From Japan’s Neil Gaiman
The Summer of the Ubume
By Natsuhiko Kyogoku
Mystery / Horror
Paperback, 320 pages, 5.5 x 8.25 inches
U.S.$16.95 / CAN$19.95
A bizarre set of mysteries have befallen the Kuonji household. Kyoko Kuonji is said to be with child for the last twenty months, and her husband Makio disappeared a few months prior to the prgnancy. The odd circumstances have left the family with no one to turn to for help, until a freelance writer asks his exorcist friend to take on the case. The catch—the exorcist does not believe in ghosts. To Akihiko “Kyogokudo” Chuzenji, the supernatural is as much metaphysical and mental as it is unearthly.
The Summer of the Ubume was the debut work by the Neil Gaiman of Japanese mystery fiction —Natsuhiko Kyogoku. Weaving together intrigue and Kyogoku’s passion for Japanese folklore, particularly the paranormal and preternatural, this Summer gives birth to a new form of Japanese fiction.
“Shock Value: A. Natsuhiko Kyogoku weaves an absolutely amazing and enthralling tale throughout, but the real treat isn’t the mystery, it’s the way Kyogoku uses the story to introduce ideas… This is probably the best book I’ve read all year. Highly recommended.”
“Though witches no longer walk the woods of Kyogoku’s modern Japan, the minds that created them certainly do. The Summer of the Ubume is an entertaining reminder of how far we haven’t come, that the real progress to be made is in getting to know ourselves.”
—Words Without Borders
“As readers we are given a valuable and fascinating insight and snapshot of a period in Japan’s social history that makes the book a fascinating read… As with all intelligent literature, it’s worth putting in the attention it demands, as watching the mystery unravel and reach its startling, dark climax is another joy altogether.”
—Tim Maughan Books
“If you enjoy psychological mysteries, I highly recommend buying this book or asking your local public library to buy it for you. It is one of the best mysteries I’ve read all year.”

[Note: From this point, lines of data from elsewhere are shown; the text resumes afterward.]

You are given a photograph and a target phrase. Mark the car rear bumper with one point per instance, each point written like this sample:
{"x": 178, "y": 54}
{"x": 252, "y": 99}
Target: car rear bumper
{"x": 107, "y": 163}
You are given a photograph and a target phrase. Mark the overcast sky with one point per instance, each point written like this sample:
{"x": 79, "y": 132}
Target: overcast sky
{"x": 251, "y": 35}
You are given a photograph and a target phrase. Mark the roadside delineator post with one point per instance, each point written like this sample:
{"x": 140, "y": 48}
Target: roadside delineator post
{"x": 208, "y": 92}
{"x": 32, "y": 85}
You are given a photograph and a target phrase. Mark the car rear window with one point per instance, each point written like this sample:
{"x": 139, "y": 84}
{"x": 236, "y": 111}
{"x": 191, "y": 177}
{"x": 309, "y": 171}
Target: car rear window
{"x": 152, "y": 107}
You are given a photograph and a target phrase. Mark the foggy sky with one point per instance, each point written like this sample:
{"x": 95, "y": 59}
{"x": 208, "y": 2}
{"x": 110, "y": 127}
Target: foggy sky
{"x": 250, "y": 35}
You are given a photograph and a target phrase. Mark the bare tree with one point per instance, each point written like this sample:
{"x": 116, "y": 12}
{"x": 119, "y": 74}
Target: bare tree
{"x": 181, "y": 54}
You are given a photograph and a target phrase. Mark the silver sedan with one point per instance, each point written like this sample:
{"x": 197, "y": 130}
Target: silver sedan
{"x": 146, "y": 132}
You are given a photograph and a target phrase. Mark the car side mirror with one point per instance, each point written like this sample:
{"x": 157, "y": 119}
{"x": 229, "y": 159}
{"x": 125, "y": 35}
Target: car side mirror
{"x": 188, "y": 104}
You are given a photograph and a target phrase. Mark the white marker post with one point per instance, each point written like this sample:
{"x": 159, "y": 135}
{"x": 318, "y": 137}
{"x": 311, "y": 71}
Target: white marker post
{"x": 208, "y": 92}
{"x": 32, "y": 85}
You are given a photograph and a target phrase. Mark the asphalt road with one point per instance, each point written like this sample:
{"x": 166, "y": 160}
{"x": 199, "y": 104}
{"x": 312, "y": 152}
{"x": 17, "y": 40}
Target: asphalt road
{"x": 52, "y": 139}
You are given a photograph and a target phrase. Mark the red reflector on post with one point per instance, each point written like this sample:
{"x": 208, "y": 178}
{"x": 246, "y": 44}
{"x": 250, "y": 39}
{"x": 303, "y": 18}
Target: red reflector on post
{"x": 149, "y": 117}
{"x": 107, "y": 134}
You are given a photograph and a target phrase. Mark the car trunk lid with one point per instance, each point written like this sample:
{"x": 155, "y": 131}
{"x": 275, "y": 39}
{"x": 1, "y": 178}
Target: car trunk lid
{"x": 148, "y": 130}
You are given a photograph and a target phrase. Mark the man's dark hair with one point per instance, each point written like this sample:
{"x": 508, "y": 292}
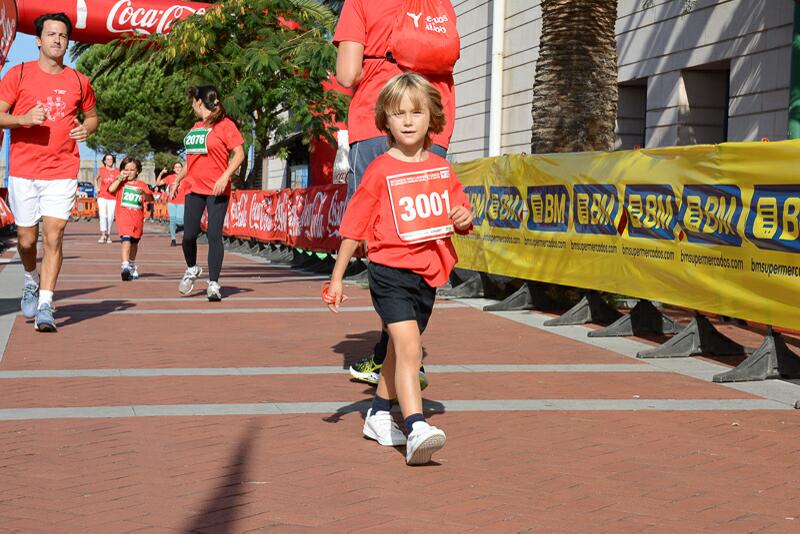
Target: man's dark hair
{"x": 60, "y": 17}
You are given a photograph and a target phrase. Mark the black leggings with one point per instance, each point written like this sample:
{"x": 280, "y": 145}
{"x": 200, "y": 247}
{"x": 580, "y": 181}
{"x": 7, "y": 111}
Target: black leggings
{"x": 192, "y": 213}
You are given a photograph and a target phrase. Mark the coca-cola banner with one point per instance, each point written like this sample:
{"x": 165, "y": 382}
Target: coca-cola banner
{"x": 302, "y": 218}
{"x": 8, "y": 28}
{"x": 101, "y": 21}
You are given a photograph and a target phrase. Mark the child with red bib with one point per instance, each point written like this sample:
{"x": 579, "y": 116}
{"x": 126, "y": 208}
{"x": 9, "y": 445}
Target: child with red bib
{"x": 406, "y": 207}
{"x": 106, "y": 202}
{"x": 131, "y": 194}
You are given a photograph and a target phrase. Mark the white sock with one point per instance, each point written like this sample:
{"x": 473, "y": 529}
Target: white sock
{"x": 45, "y": 297}
{"x": 32, "y": 277}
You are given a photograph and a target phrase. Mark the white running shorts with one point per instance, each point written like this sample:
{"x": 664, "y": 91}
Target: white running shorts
{"x": 30, "y": 200}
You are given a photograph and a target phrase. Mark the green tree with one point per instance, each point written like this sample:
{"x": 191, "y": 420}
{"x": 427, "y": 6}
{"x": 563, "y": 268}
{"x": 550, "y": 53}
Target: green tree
{"x": 269, "y": 72}
{"x": 142, "y": 109}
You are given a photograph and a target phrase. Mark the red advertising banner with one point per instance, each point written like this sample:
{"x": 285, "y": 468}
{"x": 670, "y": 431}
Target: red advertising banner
{"x": 302, "y": 218}
{"x": 101, "y": 21}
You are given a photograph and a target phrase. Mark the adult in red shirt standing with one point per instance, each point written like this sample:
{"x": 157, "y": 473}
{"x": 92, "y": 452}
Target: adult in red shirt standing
{"x": 362, "y": 36}
{"x": 213, "y": 153}
{"x": 174, "y": 203}
{"x": 106, "y": 202}
{"x": 39, "y": 102}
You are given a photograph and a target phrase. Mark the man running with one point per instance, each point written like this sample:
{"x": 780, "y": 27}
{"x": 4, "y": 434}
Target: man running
{"x": 39, "y": 102}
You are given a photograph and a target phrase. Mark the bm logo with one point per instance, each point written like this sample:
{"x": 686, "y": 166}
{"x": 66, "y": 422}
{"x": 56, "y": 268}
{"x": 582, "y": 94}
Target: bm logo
{"x": 710, "y": 214}
{"x": 548, "y": 208}
{"x": 774, "y": 219}
{"x": 651, "y": 211}
{"x": 596, "y": 209}
{"x": 476, "y": 194}
{"x": 506, "y": 207}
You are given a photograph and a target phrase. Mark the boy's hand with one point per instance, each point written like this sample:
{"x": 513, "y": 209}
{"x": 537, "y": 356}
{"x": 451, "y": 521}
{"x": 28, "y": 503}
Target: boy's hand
{"x": 336, "y": 292}
{"x": 461, "y": 217}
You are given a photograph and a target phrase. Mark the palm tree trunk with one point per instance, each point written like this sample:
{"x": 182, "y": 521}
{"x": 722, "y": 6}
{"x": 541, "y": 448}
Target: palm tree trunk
{"x": 575, "y": 88}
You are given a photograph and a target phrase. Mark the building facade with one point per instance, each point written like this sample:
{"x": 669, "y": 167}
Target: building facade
{"x": 718, "y": 73}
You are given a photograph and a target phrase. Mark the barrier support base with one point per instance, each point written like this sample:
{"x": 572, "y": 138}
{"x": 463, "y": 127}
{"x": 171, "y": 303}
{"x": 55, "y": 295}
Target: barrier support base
{"x": 773, "y": 359}
{"x": 643, "y": 319}
{"x": 699, "y": 337}
{"x": 590, "y": 309}
{"x": 472, "y": 288}
{"x": 529, "y": 296}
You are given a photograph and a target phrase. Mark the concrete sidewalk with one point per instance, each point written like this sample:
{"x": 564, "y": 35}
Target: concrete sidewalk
{"x": 153, "y": 412}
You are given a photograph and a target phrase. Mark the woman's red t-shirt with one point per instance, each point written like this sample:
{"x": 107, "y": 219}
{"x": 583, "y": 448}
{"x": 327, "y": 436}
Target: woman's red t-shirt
{"x": 370, "y": 23}
{"x": 203, "y": 170}
{"x": 369, "y": 218}
{"x": 107, "y": 177}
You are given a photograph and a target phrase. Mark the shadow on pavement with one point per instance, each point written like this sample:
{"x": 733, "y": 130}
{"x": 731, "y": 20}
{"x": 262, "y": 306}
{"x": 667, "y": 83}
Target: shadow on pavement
{"x": 220, "y": 510}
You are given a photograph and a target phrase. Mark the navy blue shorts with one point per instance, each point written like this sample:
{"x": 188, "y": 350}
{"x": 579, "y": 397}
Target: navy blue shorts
{"x": 400, "y": 295}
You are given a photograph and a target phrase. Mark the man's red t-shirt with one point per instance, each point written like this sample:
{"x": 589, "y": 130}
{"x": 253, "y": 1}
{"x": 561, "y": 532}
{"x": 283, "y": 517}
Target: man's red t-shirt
{"x": 131, "y": 199}
{"x": 369, "y": 217}
{"x": 204, "y": 169}
{"x": 45, "y": 152}
{"x": 180, "y": 196}
{"x": 107, "y": 177}
{"x": 370, "y": 23}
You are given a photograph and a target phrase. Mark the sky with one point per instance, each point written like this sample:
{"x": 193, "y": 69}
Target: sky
{"x": 24, "y": 49}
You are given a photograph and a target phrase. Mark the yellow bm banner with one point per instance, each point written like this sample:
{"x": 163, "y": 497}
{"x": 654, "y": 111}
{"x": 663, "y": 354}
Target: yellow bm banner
{"x": 714, "y": 228}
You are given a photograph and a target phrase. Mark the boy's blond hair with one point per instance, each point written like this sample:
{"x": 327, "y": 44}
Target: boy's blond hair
{"x": 420, "y": 92}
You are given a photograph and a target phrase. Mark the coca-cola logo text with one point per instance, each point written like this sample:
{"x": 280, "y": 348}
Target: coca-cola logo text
{"x": 125, "y": 17}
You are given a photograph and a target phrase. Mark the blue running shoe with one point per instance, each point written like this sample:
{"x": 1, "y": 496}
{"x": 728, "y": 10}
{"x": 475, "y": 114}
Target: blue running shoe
{"x": 44, "y": 321}
{"x": 30, "y": 300}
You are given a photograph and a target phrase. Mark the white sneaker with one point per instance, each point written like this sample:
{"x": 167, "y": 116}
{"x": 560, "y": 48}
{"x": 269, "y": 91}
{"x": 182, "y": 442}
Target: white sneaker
{"x": 423, "y": 441}
{"x": 381, "y": 427}
{"x": 187, "y": 283}
{"x": 214, "y": 292}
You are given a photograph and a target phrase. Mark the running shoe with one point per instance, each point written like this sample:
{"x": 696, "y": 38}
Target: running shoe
{"x": 30, "y": 300}
{"x": 126, "y": 273}
{"x": 423, "y": 441}
{"x": 367, "y": 370}
{"x": 213, "y": 292}
{"x": 381, "y": 427}
{"x": 44, "y": 321}
{"x": 187, "y": 283}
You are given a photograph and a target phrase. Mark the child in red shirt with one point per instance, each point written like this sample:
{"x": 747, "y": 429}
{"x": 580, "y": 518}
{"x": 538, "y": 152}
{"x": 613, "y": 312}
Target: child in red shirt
{"x": 405, "y": 209}
{"x": 131, "y": 194}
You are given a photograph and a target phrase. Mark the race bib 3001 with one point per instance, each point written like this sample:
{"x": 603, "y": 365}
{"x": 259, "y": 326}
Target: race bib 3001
{"x": 421, "y": 204}
{"x": 132, "y": 197}
{"x": 196, "y": 141}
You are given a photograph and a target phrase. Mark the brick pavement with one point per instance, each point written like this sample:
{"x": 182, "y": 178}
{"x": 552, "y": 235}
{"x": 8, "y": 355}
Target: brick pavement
{"x": 631, "y": 467}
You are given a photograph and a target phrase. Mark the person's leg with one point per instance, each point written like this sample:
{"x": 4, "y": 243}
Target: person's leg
{"x": 193, "y": 212}
{"x": 217, "y": 208}
{"x": 173, "y": 223}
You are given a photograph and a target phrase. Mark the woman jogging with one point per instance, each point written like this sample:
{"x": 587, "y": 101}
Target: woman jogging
{"x": 106, "y": 202}
{"x": 213, "y": 153}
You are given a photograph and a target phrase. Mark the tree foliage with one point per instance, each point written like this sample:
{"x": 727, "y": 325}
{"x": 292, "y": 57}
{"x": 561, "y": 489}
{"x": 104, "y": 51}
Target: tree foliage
{"x": 268, "y": 58}
{"x": 142, "y": 109}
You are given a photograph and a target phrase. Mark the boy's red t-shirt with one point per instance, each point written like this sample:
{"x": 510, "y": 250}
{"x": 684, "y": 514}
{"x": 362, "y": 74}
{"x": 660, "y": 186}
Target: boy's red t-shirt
{"x": 369, "y": 218}
{"x": 107, "y": 177}
{"x": 130, "y": 208}
{"x": 45, "y": 152}
{"x": 180, "y": 196}
{"x": 203, "y": 170}
{"x": 370, "y": 23}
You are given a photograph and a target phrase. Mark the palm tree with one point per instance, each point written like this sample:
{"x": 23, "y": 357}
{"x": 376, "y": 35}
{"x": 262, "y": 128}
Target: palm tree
{"x": 575, "y": 87}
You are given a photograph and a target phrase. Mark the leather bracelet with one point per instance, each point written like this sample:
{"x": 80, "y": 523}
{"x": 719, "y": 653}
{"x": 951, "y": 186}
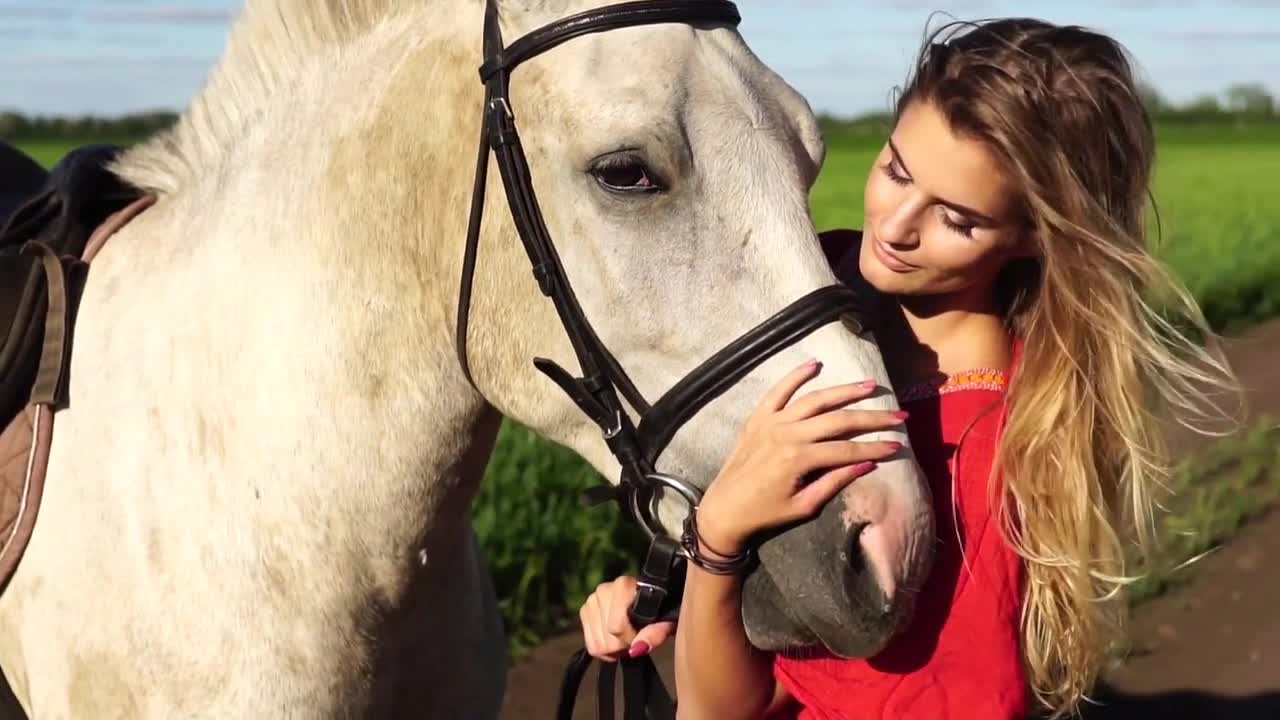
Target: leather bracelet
{"x": 693, "y": 543}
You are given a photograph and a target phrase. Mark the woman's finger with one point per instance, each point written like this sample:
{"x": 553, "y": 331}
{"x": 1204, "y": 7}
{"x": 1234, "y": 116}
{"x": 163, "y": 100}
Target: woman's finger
{"x": 841, "y": 424}
{"x": 836, "y": 454}
{"x": 650, "y": 637}
{"x": 781, "y": 392}
{"x": 592, "y": 636}
{"x": 827, "y": 399}
{"x": 616, "y": 620}
{"x": 817, "y": 493}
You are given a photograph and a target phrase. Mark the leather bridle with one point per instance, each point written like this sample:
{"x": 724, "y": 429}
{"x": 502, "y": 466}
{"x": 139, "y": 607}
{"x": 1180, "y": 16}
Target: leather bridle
{"x": 597, "y": 392}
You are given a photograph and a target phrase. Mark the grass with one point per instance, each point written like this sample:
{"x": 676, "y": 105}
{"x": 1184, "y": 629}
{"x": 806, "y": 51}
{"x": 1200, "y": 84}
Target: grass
{"x": 1220, "y": 231}
{"x": 1215, "y": 493}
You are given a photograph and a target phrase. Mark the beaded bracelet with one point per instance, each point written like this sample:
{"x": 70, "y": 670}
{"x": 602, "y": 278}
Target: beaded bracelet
{"x": 694, "y": 545}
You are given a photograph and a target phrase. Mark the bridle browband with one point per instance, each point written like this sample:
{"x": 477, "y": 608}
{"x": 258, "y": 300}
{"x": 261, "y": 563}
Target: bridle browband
{"x": 603, "y": 379}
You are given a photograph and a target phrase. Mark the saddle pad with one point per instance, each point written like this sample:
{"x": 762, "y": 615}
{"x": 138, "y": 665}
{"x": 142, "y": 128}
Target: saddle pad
{"x": 24, "y": 441}
{"x": 23, "y": 459}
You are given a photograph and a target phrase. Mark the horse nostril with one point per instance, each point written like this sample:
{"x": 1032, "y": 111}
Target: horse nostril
{"x": 853, "y": 556}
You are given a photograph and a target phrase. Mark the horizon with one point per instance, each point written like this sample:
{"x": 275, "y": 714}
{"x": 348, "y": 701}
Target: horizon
{"x": 132, "y": 57}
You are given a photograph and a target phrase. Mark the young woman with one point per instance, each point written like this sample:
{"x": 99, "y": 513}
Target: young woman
{"x": 1027, "y": 329}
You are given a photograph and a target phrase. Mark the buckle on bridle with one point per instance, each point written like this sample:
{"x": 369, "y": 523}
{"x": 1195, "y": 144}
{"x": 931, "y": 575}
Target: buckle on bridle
{"x": 609, "y": 433}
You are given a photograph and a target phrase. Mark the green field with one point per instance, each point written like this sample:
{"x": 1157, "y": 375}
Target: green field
{"x": 1220, "y": 229}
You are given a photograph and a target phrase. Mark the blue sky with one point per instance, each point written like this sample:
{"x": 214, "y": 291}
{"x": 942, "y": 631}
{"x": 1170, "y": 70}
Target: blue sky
{"x": 112, "y": 57}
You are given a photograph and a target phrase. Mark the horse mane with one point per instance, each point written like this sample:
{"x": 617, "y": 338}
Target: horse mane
{"x": 270, "y": 45}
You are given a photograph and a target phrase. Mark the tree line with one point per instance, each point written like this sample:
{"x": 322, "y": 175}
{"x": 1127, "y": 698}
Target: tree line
{"x": 1244, "y": 103}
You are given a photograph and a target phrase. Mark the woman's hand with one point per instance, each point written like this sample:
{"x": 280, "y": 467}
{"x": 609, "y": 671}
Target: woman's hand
{"x": 606, "y": 628}
{"x": 768, "y": 479}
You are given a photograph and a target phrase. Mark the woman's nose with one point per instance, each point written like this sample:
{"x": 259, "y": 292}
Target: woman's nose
{"x": 900, "y": 228}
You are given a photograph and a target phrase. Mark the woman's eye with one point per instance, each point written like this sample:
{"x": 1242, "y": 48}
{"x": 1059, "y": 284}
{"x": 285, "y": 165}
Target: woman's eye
{"x": 626, "y": 177}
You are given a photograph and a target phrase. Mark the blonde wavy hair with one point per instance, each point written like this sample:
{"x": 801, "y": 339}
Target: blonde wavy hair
{"x": 1112, "y": 342}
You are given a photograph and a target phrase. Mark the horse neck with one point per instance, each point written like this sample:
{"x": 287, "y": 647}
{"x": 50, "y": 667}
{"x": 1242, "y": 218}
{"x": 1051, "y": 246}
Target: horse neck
{"x": 351, "y": 188}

Born in 1963, Natsuhiko Kyogoku is an expert in Japanese folklore with a special interest in supernatural entities called “yokai.” Having never published before, he brought the manuscript of The Summer of the Ubume to publishing giant Kodansha on his own. The unusual nature of how The Summer of the Ubume got published and its subsequent success inspired the creation of the Mephisto Award, which honors new mystery and fantasy writers. The Summer of the Ubume is the first in a series of nine novels, the second of which earned Kyogoku the Japan Mystery Writers Award in 1994. Kyogoku would go on to win the prestigious Naoki Award for his book Requiem from the Darkness in 2004.